Al Congresso ICML, il pubblico ha potuto conoscere i dati a lungo termine di due studi di fase III nel campo del linfoma a cellule del mantello e della leucemia linfatica cronica. I nuovi risultati confermano le affermazioni delle rispettive analisi iniziali.

Con l’introduzione degli anticorpi anti-CD20, la sopravvivenza dei pazienti con linfoma diffuso a grandi cellule B (DLBCL) è migliorata, ma ancora circa un terzo dei linfomi interessati reagisce alla terapia in modo prevalentemente refrattario o recidivo. Ma quanti anni di vita perdono effettivamente le persone colpite, quanto si riduce l’aspettativa di vita?

Utilizzando i registri svedesi, i ricercatori hanno analizzato i dati di oltre 7000 pazienti, compresi quelli che erano ancora vivi due anni dopo la diagnosi di DLBCL. Hanno concluso che:

  • Gli uomini di 50 anni al momento della diagnosi hanno perso circa sette anni di aspettativa di vita rispetto alla popolazione generale nel 2000, mentre nel 2012 era solo di 1,6 anni.
  • Gli uomini di 60 anni al momento della diagnosi hanno perso 6,6 anni e successivamente altri 2,1 anni rispetto ai loro connazionali non malati negli stessi momenti.
  • Per gli uomini di 70 e 80 anni al momento della diagnosi, la differenza negli anni era ancora di 4,6 anni contro 1,8 anni e 1,9 contro 0,5 anni.

Sebbene i pazienti abbiano perso un totale di 5,5 anni di aspettativa di vita alla fine dello studio rispetto ai loro connazionali non malati, i dati presentati mostrano in modo impressionante i progressi compiuti dalla medicina negli ultimi anni. Soprattutto i giovani sotto i 60 anni ne traggono grande beneficio. L’aumento dell’aspettativa di vita nel tempo potrebbe essere dovuto non solo alla terapia primaria stessa – il rituximab è stato immesso sul mercato per la prima volta all’inizio del millennio – ma anche al miglioramento delle misure di supporto.

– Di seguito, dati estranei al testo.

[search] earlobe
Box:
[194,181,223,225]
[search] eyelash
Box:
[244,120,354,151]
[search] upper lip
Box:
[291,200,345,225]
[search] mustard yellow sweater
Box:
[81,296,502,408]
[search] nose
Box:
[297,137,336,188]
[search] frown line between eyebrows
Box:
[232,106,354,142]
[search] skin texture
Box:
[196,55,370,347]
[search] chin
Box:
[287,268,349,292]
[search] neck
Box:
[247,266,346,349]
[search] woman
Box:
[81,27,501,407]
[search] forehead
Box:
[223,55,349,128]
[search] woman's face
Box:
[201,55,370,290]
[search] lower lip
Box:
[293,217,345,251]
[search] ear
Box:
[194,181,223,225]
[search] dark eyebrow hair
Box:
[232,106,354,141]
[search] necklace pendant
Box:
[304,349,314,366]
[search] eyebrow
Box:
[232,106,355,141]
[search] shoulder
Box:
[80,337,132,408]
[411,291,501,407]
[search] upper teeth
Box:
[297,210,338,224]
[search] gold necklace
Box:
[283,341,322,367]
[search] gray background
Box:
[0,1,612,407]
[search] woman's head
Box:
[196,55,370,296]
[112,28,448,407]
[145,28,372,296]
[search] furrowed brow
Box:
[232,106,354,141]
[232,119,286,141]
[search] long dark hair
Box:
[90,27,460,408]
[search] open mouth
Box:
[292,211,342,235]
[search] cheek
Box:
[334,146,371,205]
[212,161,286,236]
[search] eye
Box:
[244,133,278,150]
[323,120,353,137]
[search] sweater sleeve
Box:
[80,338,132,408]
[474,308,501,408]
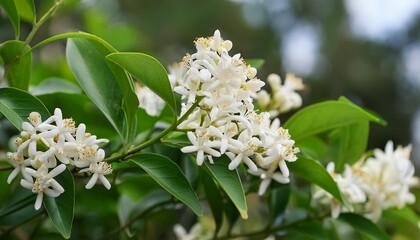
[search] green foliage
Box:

Un’altra analisi presentata al congresso ha dimostrato che la profilassi delle infezioni durante la chemioterapia con rituximab può essere decisiva. Confrontando i risultati di due studi prospettici, si nota una differenza significativa a favore di questa misura di supporto. In RICOVER-60 [1], dove i pazienti hanno ricevuto ciprofloxacina (500 mg/d) solo nei casi di leucocitopenia grave, cioè. < 1000/mm3, si è registrato un numero significativamente maggiore di infezioni di grado 3/4 rispetto a OPTIMAL >60 [2] con assunzione obbligatoria di aciclovir/cotrimoxazolo – il primo nella dose 4× 400 mg/d, il secondo 2× come dose doppia in due giorni feriali, in aggiunta alla ciprofloxacina. Questo nonostante le condizioni demografiche più sfavorevoli di OPTIMAL >60. C’è stato anche un numero significativamente maggiore di decessi associati alla terapia senza profilassi con aciclovir/cotrimoxazolo.

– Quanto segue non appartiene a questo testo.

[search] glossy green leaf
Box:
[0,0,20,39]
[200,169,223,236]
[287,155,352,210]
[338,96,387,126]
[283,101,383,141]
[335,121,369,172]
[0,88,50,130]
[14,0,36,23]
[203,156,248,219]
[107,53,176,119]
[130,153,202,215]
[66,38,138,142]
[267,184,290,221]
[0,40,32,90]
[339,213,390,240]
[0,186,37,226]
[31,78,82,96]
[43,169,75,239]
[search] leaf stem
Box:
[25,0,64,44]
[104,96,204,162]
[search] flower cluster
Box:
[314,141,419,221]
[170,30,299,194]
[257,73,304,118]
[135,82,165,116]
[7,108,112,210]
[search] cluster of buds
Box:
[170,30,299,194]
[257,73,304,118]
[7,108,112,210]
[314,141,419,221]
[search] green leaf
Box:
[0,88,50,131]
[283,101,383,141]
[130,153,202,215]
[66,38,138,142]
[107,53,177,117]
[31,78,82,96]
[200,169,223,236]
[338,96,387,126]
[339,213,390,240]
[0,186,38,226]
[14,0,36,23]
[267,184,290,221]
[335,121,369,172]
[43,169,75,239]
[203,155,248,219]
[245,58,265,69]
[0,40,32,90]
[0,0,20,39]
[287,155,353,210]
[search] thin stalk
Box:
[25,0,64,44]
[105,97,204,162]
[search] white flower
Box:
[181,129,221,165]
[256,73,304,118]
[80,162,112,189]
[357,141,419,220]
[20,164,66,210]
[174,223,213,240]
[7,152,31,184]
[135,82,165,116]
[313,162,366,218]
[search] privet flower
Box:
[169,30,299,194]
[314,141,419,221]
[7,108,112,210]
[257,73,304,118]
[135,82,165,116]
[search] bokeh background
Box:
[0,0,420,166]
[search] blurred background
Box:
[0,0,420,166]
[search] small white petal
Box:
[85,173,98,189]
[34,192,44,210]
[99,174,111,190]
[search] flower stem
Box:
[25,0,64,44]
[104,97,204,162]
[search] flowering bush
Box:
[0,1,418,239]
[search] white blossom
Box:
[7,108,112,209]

In entrambi gli studi, i pazienti hanno ricevuto fattori di crescita (fattori stimolanti le colonie di granulociti, G-CSF) sotto forma di (PEG)filgrastim, che hanno l’effetto di far sì che i globuli bianchi non scendano tanto e risalgano più rapidamente.

Studio RAY: linfoma a cellule del mantello

Il primo dei due studi per i quali sono stati presentati dati a lungo termine è lo studio RAY. Lo studio ha confrontato l’inibitore della tirosin-chinasi Bruton ibrutinib e l’inibitore di mTOR temsirolimus. Entrambi avevano mostrato attività in studi precedenti nel linfoma a cellule del mantello (MCL) recidivato/refrattario. Dopo una mediana di 20 mesi, i pazienti hanno tratto un beneficio significativo dal primo agente. Il rischio di progressione o di morte è stato ridotto del 57% rispetto a temsirolimus (endpoint primario). La sopravvivenza libera da progressione è stata di 14,6 e 6,2 mesi, rispettivamente. Il principio attivo è stato anche meglio tollerato.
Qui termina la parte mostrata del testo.